На следующее утро Клавдий проснулся рано. Решил пробежаться по холодку в парке поместья у озера. Выбравшись из спящего дома, дал мощный кросс. Среди деревьев мелькнула знакомая крепкая фигура. Макар тоже совершал свой утренний марафон. Увидев друга, он махнул ему, и они рванули наперегонки. Намотали километров пять кругов и остановились на берегу, приводя в порядок сбившееся дыхание.
– Сгоняем после завтрака в Скоробогатово? – предложил Макар, вытирая мокрое разгоряченное лицо.
– Заметь, не я это предложил, – непередаваемым тоном ответил Мамонтов.
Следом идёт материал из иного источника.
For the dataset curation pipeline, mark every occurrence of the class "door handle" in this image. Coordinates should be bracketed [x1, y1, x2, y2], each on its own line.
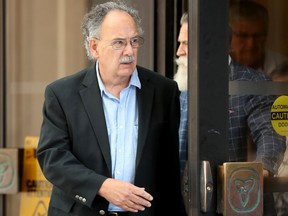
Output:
[200, 161, 213, 213]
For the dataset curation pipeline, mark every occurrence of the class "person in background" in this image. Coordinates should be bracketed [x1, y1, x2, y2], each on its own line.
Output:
[229, 0, 288, 76]
[174, 13, 286, 216]
[270, 61, 288, 216]
[37, 1, 181, 216]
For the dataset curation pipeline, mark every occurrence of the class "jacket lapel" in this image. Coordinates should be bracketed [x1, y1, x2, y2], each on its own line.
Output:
[136, 68, 154, 166]
[79, 64, 111, 172]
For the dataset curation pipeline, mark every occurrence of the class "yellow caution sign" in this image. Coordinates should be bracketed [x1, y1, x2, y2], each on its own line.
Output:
[19, 136, 52, 216]
[271, 96, 288, 136]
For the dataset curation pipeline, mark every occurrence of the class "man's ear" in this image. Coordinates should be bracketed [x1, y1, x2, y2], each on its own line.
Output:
[89, 38, 99, 58]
– Я, я, Клава. Считаешь, вчера перед ней я валял дурака?
– Рыцаря. Защитника сирых и убогих. Не дрейфь, уборщица все на наше похмелье после перепоя списала.
Макар вздохнул.
– Я, Клава, по натуре not tipical singleton[6]. – Волнуясь, он изъяснялся на своем почти родном английском. – Синглтон с тремя малолетками на руках, многодетный папаша-одиночка, моя бывшая лишена родительских прав, мотает срок в тюрьме за покушения на убийства. Ты тоже не типичный синглтон – этакий самый-самый последний, окончательный самурай. Сейчас еще и раненый Долохов. Кой черт нам до чьих-то сыновей, чужих матерей, да? Или нет? Но слушая тетю Розу вчера, я словно заново пережил события с моими дочками, от которых едва не рехнулся когда-то. А вы с Гущиным нас спасли.
– Я тоже вспомнил о девочках, – признался Клавдий.
– Вывод? – Макар смотрел на него серьезно.
– Пепел Клааса стучит… колотит…. Нет, долг отца очнулся от спячки? – Клавдий мрачно усмехнулся. – Ну а я как ты, братан. Не бросать же тебя одного. Только затея наша – полная безнадега. Уразумей сразу.
– С чего вдруг? – Макар, в отличие от друга, моментально повеселел, взбодрился.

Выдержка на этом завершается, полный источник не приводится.